Zrobiono więc wszystko, by go przywrócić normalnemu życiu rodzinnemu, zawodowemu, społecznemu. W przyspieszonym tempie został poddany edukacji, kojarzącej się z tresurą, ponieważ nie miał jednak bezradności dziecka ani wytrzymałości kosmonauty, w którymś tam momencie, kiedy wydawało się, że wszystko wróciło do jak najlepszej normy, zbuntował się i ponownie "wyszedł z domu". Tym razem świadomie, ale niepoważnie, bowiem takie ucieczki od przeszłości, od siebie samego i rzeczywiste "zaczynanie na nowo" jest niemożliwe. Co najwyżej można uciec pozornie albo do knajpy, ale to nie to. Takich szans naprawdę w życiu nie ma, nie licząc przypadków szczególnych, jak rzeczywista trwała amnezja, o czym nikt poważny nie marzy.

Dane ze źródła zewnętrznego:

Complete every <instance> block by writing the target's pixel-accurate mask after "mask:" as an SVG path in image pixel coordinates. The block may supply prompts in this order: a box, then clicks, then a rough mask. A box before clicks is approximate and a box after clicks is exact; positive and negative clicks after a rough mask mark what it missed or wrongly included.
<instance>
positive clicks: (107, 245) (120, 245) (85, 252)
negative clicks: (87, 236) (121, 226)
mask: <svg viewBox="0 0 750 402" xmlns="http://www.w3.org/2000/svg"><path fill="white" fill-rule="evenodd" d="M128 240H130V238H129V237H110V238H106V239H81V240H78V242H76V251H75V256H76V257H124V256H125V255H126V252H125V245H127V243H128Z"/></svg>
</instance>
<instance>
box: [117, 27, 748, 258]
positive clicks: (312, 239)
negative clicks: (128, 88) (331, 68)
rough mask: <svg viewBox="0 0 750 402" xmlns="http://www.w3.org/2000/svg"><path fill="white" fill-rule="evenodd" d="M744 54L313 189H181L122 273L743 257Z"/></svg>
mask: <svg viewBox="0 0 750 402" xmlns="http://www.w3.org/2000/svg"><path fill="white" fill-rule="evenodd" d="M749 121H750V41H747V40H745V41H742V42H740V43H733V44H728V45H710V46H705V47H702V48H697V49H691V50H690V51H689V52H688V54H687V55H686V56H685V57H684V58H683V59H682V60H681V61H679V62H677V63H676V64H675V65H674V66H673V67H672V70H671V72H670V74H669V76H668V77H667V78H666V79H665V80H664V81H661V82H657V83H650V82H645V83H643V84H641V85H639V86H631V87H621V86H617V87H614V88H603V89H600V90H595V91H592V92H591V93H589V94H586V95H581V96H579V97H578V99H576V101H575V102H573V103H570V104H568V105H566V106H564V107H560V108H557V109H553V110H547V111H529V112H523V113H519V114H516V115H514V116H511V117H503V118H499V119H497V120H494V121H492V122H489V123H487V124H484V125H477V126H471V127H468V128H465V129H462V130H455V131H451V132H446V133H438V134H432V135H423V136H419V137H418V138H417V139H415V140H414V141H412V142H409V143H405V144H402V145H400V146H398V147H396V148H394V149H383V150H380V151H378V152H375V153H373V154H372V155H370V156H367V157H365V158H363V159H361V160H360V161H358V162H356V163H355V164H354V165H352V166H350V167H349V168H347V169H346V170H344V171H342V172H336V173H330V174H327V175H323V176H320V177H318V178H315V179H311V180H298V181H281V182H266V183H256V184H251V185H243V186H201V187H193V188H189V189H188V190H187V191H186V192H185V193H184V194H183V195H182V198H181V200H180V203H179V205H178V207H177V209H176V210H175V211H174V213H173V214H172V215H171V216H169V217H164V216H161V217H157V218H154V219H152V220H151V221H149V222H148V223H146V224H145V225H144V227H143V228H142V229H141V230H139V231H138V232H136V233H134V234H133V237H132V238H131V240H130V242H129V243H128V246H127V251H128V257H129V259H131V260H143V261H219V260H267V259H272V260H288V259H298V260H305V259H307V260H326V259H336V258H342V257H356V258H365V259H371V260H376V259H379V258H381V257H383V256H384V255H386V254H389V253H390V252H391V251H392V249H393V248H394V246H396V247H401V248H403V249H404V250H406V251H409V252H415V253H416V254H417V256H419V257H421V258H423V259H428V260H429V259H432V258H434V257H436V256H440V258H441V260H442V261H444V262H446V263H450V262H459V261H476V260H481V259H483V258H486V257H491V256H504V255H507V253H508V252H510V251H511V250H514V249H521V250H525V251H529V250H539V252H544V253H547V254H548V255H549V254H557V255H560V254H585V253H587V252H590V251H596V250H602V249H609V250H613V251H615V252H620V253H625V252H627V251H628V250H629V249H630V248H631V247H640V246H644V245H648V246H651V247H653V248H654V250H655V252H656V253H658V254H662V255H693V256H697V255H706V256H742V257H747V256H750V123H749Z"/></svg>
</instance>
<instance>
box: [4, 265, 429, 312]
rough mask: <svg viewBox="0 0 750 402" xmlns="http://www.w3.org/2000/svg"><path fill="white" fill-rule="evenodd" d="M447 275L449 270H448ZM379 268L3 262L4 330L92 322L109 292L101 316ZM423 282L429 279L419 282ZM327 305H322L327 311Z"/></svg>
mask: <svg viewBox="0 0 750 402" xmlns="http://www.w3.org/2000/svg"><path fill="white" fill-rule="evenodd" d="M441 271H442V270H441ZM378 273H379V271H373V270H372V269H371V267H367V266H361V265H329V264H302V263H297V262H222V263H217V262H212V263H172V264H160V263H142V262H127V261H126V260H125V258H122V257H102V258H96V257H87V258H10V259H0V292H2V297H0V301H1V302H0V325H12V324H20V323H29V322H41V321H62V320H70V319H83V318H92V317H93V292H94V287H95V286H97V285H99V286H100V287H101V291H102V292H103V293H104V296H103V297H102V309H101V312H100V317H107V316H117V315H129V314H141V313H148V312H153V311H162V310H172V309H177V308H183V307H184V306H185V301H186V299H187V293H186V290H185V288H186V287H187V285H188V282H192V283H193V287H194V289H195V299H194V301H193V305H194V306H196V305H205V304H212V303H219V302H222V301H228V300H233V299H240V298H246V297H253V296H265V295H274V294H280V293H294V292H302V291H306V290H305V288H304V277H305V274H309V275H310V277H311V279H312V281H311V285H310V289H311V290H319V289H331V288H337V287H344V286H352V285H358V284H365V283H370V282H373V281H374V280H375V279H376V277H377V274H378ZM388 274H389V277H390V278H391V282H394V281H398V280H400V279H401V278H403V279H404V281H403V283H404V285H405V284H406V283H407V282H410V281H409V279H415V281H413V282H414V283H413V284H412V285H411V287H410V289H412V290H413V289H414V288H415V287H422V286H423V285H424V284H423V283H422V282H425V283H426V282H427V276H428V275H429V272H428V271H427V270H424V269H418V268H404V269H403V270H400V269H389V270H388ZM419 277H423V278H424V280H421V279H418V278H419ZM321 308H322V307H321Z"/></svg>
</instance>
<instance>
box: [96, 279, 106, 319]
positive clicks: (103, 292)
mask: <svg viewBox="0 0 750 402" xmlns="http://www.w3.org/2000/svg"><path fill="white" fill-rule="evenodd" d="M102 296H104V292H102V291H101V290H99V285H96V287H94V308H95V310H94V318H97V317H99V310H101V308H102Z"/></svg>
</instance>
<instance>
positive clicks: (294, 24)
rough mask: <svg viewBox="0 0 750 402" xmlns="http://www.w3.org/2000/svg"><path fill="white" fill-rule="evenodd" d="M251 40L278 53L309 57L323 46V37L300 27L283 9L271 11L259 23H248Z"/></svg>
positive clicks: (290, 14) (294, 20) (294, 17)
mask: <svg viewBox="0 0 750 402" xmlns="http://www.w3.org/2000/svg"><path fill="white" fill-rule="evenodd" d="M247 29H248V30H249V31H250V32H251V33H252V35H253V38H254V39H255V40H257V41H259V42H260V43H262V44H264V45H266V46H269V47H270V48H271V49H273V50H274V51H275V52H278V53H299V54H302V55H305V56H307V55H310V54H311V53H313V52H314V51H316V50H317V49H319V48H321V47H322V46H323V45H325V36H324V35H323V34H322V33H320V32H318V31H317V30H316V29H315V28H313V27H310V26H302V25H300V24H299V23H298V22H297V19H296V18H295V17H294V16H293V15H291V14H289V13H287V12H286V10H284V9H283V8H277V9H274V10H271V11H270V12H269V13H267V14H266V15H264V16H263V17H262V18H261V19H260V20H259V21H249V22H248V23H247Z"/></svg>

Dlaczego współcześni dramaturdzy pisują takie sztuki, a współczesne teatry je wystawiają? Dlatego, że współczesna publiczność je dobrze rozumie i odbiera. Wielu z nas może znaleźć w tym cząstkę swoich losów, doznań, przeżyć. W utworze "Wyszedł z domu" Różewicza ogniskują się na różnych płaszczyznach liczne plagi współczesnego życia. A więc powierzchowność kontaktów międzyludzkich, nawet między najbliższymi
(w sztuce żona i córka nie mogą sobie przypomnieć jak wyglądał zaginiony Henryk), a więc unifikacja ludzi, "nijakość", zagrożenie poczucia własnej tożsamości, jeszcze zachwianie tradycyjnych systemów wartości, choroba "informacyjnego nadciśnienia" i in.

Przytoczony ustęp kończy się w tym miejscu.